What is Interlingua?
Interlingua is an international auxiliary language (IAL)
prepared between 1924 and 1951 to be as easy to learn as possible
for as many people as possible worldwide. The International
Auxiliary Language Association (IALA), a society of professional
linguists and researchers, found that many words occur in a great
variety of languages. IALA collected these words, standardized
them, and supplemented them with a simple, regular grammar.
The result is a spoken and written language that large
populations, including some 600,000,000 speakers of the Romance
language alone, can largely understand without prior study. This
immediate comprehension makes for rapid learning, and some reports
suggest that people from fairly diverse linguistic backgrounds can
learn Interlingua in approximately one week. Once learned,
Interlingua speeds the learning of many major languages. Gopsill
reports that students can learn the Romance languages, for example,
in roughly half the time after learning Interlingua. Students of
English and Russian have also shown successful results.
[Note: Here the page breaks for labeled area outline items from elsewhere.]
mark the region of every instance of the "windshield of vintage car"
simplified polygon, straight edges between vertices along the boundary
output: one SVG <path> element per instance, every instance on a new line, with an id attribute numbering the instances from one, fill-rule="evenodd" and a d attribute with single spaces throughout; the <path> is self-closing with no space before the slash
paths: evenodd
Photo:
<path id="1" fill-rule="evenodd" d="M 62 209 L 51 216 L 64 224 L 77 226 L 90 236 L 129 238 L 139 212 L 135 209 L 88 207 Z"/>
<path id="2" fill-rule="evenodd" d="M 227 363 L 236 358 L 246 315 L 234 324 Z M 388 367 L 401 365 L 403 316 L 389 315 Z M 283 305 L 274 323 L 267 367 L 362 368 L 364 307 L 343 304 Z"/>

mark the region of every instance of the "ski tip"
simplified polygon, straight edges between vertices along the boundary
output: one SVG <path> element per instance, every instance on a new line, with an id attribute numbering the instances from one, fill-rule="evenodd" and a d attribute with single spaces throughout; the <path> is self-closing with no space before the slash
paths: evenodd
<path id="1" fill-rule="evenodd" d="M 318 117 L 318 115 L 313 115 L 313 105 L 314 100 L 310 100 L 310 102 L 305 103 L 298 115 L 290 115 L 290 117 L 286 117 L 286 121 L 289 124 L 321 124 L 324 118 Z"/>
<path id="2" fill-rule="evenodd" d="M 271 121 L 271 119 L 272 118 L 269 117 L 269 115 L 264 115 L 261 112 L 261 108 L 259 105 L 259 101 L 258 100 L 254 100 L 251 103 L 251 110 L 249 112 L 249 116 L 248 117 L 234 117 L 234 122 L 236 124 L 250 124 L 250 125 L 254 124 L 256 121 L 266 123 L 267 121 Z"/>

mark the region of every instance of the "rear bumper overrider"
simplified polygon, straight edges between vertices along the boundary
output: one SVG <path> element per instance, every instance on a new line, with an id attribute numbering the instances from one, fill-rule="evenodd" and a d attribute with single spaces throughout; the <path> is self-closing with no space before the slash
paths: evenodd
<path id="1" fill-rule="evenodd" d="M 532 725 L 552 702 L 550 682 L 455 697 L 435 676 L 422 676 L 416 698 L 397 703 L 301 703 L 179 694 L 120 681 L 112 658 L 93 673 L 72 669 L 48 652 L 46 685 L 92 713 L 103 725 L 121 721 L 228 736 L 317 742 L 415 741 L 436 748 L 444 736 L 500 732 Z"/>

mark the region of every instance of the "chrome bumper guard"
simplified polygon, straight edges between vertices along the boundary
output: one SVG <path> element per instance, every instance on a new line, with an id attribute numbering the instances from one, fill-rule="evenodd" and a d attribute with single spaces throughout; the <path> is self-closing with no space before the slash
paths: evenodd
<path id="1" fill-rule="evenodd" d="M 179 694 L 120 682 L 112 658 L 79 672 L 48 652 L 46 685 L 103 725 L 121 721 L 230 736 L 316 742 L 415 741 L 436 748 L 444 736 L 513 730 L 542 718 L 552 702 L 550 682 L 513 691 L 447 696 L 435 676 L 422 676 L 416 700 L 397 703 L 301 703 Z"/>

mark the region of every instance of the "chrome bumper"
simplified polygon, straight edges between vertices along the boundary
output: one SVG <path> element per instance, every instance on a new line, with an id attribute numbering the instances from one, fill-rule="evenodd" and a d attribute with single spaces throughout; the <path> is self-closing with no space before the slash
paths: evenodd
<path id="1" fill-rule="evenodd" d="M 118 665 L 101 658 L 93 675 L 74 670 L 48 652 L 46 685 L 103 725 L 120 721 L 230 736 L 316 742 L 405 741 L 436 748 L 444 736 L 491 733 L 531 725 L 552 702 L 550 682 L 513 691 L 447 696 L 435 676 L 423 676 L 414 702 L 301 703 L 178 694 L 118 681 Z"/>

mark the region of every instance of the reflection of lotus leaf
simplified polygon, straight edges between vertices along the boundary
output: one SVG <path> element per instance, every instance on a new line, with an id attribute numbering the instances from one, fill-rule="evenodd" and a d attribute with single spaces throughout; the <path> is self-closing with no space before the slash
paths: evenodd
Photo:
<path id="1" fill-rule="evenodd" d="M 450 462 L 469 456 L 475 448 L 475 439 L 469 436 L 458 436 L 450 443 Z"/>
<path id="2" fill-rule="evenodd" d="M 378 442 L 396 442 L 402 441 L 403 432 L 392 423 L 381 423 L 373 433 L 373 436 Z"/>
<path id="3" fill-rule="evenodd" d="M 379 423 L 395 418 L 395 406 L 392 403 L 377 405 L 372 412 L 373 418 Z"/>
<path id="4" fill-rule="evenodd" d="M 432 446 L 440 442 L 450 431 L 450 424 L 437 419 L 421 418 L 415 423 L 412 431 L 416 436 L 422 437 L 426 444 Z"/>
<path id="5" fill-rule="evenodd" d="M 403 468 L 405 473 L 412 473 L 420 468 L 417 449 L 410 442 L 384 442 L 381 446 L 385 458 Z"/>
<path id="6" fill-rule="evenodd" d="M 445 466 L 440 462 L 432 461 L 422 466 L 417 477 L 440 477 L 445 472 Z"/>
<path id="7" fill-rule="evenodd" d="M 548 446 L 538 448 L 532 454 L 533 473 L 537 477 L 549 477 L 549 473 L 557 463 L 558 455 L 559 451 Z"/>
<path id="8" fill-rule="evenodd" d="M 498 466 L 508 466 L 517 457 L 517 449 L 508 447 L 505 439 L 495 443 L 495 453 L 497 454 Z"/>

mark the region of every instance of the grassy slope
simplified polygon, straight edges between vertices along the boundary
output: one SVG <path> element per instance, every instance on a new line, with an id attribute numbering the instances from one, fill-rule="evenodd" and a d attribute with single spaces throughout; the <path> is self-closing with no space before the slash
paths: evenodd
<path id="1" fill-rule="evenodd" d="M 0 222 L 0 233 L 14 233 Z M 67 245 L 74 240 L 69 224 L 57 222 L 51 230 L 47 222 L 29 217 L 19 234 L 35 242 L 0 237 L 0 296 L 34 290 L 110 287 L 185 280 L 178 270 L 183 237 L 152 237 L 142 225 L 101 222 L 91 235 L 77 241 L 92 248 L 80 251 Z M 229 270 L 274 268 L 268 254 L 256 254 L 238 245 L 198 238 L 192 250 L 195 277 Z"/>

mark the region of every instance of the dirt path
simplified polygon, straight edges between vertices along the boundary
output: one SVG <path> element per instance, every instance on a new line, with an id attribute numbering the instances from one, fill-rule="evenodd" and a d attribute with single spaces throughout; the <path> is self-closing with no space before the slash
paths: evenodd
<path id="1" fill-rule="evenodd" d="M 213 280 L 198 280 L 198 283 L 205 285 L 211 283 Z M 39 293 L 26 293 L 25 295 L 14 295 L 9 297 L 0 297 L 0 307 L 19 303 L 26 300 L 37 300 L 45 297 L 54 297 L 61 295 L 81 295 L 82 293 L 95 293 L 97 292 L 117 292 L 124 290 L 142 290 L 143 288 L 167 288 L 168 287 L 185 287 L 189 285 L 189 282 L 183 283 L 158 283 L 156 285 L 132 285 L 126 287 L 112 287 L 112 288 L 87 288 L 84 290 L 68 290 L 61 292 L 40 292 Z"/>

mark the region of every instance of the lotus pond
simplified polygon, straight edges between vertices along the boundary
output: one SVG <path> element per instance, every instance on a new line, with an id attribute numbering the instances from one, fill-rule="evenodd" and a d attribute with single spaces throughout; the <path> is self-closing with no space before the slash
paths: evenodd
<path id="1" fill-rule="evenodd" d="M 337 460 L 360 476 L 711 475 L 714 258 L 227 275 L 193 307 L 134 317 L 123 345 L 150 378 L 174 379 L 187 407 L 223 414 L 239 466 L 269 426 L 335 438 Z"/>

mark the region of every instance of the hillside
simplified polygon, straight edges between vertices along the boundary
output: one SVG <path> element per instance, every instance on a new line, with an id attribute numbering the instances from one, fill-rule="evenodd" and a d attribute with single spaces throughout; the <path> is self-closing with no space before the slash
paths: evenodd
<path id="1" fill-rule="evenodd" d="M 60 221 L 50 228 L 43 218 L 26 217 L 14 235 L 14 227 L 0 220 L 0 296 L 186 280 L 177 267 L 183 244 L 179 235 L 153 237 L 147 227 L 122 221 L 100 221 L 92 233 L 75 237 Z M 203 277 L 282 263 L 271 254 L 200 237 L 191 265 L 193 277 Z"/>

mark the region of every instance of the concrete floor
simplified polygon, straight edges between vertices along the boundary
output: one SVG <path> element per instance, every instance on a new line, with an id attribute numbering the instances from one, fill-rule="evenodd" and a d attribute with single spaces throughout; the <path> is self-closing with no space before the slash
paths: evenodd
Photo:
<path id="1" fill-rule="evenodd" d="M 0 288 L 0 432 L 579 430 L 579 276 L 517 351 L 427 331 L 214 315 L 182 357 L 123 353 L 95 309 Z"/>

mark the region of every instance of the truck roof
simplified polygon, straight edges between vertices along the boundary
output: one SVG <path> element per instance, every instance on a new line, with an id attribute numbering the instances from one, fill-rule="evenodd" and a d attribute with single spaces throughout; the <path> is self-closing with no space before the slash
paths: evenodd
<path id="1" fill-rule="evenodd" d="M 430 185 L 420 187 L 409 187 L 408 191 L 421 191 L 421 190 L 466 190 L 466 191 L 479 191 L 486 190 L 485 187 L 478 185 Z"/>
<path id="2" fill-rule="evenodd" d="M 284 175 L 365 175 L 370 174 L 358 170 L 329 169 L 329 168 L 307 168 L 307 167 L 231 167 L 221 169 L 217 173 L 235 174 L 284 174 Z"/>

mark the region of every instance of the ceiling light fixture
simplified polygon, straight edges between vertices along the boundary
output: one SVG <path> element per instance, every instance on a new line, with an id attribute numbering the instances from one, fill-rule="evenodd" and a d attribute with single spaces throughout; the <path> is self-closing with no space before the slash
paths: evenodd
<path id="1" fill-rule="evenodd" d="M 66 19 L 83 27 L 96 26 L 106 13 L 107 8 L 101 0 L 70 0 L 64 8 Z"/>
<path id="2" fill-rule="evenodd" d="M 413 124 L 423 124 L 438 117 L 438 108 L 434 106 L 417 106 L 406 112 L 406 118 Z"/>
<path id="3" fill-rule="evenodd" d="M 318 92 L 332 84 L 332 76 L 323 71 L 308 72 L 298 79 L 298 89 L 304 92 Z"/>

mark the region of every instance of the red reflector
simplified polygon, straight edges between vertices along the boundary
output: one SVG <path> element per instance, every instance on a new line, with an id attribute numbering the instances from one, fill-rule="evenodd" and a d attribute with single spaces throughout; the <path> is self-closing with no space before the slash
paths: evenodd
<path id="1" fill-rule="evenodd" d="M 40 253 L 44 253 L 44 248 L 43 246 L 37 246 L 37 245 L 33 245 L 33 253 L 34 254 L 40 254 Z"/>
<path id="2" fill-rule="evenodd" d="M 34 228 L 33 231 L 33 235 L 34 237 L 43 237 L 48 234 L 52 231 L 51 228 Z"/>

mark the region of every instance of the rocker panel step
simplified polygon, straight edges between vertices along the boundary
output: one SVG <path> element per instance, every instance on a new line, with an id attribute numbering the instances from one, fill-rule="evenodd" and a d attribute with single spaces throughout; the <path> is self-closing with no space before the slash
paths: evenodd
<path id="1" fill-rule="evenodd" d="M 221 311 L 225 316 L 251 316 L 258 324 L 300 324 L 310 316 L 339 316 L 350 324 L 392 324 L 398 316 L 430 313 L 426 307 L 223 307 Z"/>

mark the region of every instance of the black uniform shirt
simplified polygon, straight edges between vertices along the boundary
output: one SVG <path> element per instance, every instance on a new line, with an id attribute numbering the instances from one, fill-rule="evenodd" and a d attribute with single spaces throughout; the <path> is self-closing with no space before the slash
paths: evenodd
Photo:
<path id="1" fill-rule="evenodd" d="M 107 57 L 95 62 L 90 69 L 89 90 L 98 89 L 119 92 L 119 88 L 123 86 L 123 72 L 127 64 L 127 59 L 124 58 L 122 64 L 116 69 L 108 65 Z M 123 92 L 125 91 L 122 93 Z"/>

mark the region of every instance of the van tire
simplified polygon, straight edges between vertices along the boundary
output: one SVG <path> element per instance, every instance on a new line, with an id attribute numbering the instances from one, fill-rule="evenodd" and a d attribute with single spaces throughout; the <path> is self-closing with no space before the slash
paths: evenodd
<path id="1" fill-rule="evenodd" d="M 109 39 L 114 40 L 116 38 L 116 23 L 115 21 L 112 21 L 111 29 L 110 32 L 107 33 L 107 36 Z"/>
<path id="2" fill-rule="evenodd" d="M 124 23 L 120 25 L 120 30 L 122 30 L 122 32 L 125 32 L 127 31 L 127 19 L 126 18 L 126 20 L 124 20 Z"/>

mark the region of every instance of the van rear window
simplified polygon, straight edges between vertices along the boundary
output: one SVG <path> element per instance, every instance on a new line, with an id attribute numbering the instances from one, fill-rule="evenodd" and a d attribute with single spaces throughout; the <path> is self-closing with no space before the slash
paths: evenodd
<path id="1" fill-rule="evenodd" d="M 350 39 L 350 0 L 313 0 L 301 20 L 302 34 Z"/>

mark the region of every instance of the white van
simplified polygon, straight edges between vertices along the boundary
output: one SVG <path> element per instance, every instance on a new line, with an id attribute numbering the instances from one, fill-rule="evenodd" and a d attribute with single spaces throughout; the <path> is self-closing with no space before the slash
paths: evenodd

Interlingua has been used to assist dyslexic students,
facilitate computer translation, produce international summaries of
scientific and medical studies, and reach large audiences at a low
cost. In the early 1970s, the U.S. Department of Agriculture used
Interlingua to compile a large phytopathological dictionary to help
combat plant diseases in the developing world. The powerful
International Standardizing Organization chose Interlingua as the
basis for its dictionaries.
Several authors have criticized international auxiliary
languages for having a Western bias. Interlingua is the only
auxiliary language that has been scientifically prepared to reduce
this bias. While most highly international words are of Western
origin, many have spread to non-Western languages such as Arabic,
Hindi, and Japanese. Many have calques, or loan translations, in
the Chinese language. IALA has selected the most international
vocabulary available, increasing the range of people who can
recognize Interlingua words and learn Interlingua in a short time.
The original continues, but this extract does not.